[Chronique] Gesaffelstein – Gamma

De l’enfance me reviennent parfois des souvenirs confus, quelques poèmes et films absorbés de ci de là, ou des amorces de pensées balbutiantes. A mesure que je les absorbais, ces références ont fondu en moi pour constituer un vaste réseau de valeurs qui, si je suis incapable aujourd’hui de les énumérer, ont fini par constituer ce qu’on appellera, faute de mieux et au risque de s’abaisser à de la psychologie de cuisine, un subconscient. 

Quelle ne fut pas ma surprise à l’écoute du dernier album de Gesaffelstein qu’émerge de mon subconscient une fable de La Fontaine de mon enfance : La montagne qui accouche d’une souris. C’est là le meilleur résumé que l’on puisse proposer d’un album qui s’annonçait dantesque.

Le grand retour de Gesaffelstein avec un troisième opus était attendu depuis pas moins de cinq ans ; son précédent album ayant alors paru en mars 2019. La diffusion de la pochette de l’album sur les écrans de Time Square constituait alors une campagne de communication à la hauteur de l’attente des fans, et on espérait un album exceptionnel. Il n’en est rien. 

 

A l’aube des années 2010, Gesaffelstein s’était affirmé comme la relève de la French Touch quelques années après l’émergence de Justice, qui avaient tenu ce titre honorifique hérité des Daft Punk au milieu des années 2000. Outre ce statut de leader d’un genre musical en constante évolution, Gesaffelstein partage avec le groupe Versaillais un goût prononcé pour le grimage, -eux casqués, lui couvert de vantablack de circonstance-, ainsi que des featurings avec des sommités du monde de la pop, The Weeknd et Pharrell Williams en tête. Ceci étant, il est une différence notoire : s’ils ont l’un et l’autre émergé du monde fermé des clubs pour s’ouvrir à ceux, bien plus porteurs, de la pop et de l’éléctro mainstream, les modus operandi des deux artistes divergent grandement. En effet, les Daft Punk proposent une musique guillerette et syncopée construite sur des samples disco des années 1970 et 80, là où Gesaffelstein, à l’inverse, sculpte le son au moyen de synthés stridents et de rythmes agressifs et écrasants. 

Son album de 2019, Hyperion, s’affirmait, se confirmait, comme l’œuvre d’un artiste fasciné par la noirceur, délivrant une musique électronique acerbe, nourrie de violence, d’amertume et de mélancolie.
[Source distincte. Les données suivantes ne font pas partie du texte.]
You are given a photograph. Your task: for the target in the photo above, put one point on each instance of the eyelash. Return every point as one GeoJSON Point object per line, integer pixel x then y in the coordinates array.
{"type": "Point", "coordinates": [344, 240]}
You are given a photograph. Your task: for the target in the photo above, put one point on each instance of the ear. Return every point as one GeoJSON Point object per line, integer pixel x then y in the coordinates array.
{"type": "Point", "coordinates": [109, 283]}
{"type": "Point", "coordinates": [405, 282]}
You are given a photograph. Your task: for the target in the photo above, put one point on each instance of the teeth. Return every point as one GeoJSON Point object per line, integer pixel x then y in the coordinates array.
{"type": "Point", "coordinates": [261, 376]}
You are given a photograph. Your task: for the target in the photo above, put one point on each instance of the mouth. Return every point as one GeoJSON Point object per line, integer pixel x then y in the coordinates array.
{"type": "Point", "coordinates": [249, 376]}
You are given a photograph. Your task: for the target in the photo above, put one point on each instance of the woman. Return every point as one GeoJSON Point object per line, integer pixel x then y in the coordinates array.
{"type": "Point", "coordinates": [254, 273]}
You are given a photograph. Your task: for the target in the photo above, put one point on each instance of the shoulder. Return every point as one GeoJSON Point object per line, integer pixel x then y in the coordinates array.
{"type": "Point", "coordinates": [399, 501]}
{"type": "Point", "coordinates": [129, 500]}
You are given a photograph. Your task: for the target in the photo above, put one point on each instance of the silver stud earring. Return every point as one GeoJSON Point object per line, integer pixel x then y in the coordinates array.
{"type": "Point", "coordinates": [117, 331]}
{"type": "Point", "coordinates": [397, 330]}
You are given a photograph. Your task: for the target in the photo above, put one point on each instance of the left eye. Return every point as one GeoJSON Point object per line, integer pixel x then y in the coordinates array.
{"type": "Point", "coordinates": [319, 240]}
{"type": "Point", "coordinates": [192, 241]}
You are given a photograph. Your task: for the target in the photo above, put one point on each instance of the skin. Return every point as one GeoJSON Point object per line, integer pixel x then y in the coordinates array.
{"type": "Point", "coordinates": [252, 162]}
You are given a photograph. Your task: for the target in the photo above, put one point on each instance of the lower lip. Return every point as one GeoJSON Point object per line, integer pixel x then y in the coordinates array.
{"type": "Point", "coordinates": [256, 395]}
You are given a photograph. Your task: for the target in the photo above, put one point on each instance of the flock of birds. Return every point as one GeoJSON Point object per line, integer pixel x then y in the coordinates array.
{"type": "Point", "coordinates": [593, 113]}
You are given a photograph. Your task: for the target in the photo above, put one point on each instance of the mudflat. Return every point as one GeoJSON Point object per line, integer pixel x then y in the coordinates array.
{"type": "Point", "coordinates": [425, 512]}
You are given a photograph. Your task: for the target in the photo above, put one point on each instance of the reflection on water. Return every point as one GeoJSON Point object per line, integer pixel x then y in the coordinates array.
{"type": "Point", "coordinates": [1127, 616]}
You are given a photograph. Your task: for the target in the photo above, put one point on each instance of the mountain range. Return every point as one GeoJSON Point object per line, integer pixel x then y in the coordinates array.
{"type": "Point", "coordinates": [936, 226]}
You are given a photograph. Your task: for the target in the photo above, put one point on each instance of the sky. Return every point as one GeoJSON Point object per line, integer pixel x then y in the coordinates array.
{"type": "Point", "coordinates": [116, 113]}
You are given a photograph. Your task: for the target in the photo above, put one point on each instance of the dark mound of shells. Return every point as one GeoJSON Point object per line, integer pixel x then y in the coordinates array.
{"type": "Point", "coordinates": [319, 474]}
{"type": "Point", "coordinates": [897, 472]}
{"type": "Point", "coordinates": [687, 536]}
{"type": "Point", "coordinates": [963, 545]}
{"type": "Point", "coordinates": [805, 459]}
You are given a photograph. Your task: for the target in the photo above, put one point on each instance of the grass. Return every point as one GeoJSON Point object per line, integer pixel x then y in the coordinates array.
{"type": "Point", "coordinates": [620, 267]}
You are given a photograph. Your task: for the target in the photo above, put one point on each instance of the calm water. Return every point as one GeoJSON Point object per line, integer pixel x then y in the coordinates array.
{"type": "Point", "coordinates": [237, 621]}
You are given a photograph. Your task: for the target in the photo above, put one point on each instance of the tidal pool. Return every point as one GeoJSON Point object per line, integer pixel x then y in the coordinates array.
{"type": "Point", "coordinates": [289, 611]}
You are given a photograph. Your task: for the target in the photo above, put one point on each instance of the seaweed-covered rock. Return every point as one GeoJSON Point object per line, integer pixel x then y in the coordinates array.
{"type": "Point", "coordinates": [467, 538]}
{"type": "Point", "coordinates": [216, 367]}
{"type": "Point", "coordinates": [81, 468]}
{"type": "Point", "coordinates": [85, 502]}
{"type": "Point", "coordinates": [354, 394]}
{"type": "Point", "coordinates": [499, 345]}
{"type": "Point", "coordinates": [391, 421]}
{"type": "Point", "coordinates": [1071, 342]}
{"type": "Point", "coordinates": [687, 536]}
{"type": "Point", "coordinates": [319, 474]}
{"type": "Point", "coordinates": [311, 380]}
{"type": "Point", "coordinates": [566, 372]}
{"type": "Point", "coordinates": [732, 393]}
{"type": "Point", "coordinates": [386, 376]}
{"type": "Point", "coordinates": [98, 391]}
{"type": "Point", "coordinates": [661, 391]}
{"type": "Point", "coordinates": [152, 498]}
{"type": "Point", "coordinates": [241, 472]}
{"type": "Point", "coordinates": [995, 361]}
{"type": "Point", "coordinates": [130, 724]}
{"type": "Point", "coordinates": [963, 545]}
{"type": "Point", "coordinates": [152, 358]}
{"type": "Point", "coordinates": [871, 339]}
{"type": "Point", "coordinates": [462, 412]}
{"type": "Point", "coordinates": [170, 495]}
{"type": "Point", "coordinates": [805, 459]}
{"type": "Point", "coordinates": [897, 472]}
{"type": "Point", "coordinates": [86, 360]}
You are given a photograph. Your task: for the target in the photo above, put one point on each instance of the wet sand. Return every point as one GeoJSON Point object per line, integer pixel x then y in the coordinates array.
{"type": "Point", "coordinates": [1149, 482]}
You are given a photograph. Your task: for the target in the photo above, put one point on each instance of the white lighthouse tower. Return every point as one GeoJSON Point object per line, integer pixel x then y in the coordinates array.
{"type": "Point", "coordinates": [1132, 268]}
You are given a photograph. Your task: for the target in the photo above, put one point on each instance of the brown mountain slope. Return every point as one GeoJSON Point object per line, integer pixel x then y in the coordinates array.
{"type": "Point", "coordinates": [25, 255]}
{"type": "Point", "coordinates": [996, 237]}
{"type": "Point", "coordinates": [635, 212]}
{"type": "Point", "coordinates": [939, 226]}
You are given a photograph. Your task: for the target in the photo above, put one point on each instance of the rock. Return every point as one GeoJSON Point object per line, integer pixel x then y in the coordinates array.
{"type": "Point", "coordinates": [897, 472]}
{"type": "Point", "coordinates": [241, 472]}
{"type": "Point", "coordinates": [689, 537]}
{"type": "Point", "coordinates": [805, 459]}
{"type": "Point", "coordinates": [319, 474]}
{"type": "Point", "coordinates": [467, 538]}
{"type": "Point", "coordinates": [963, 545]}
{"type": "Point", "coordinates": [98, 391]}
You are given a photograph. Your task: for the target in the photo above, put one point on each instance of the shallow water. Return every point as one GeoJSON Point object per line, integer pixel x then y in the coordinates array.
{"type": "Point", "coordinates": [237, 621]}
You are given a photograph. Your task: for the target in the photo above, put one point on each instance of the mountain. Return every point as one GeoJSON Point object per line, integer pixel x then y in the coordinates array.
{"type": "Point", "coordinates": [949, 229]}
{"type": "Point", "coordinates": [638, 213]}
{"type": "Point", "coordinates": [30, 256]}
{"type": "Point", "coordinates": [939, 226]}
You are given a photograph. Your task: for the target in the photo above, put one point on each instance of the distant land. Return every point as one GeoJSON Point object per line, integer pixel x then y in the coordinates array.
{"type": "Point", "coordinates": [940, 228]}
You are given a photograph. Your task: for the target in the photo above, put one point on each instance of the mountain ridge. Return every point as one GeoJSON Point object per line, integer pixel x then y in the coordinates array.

On y trouvait tout à la fois des tubes pop très efficaces, bien que chargés de spleen, comme de longues plages en proie à un désespoir rongeant. C’est cette ambivalence constante, cette approche oxymorique à la musique éléctro et dance qui font, ou faisaient, de Gesaffelstein un artiste à part et tout à fait dominant sur la scène Française.  

 

 

Mais voilà : pareilles au Colosse de Rhodes, les figures les plus illustres finissent parfois par s’effondrer – et il semble que l’heure de Gesaffelstein soit arrivée. Dire que ce troisième opus est décevant serait un euphémisme. 

Une observation préliminaire s’impose : avec tout juste 27 minutes, l’album est très court. Certes, on a trop souvent déploré la durée des albums tentaculaires des années 1990-2000, l’arrivée du CD permettant alors aux projets de devenir titanesques, au point même de devenir des fourre-tout impossibles à digérer pour l’auditeur. Depuis le retour au vinyle et ses 40 minutes moyennes ce temps sombre est révolu ; mais il n’en demeure pas moins qu’un album de 27 minutes est extrêmement court et décevant pour un artiste majeur s’étant fait attendre pas moins de cinq ans. 

Une fois le casque sur les oreilles, une fois l’album (trop facilement) digéré, on se réjouit cependant que le massacre n’ait pas duré plus longtemps. 

Nous évoquions précédemment les longues plages mélancoliques d’Hyperion qui tranchaient radicalement avec le son typé club auquel Gesaffelstein est habituellement associé : exit. L’approche atmosphérique est totalement évincée du disque – et de toute manière, qu’aurait-elle à faire sur un album de 27 minutes dont seul un morceau, sur onze, dépasse le seuil fatidique des 3minutes ? 

De même, l’agressivité et la noirceur suicidaire s’estompent au profit d’un son plus pop, plus lisse, mais aussi bien moins efficace. Et lorsque l’agressivité demeure, elle n’est que très peu efficace. Les riffs n’accrochent pas à l’oreille, la rythmique tape sur le crâne gratuitement sans qu’aucun plaisir ne s’en dégage pour autant (écouter à ce titre le morceau Hysteria qui réussit l’exploit d’être d’un ennui mortel en dépit de ses 1:55min). 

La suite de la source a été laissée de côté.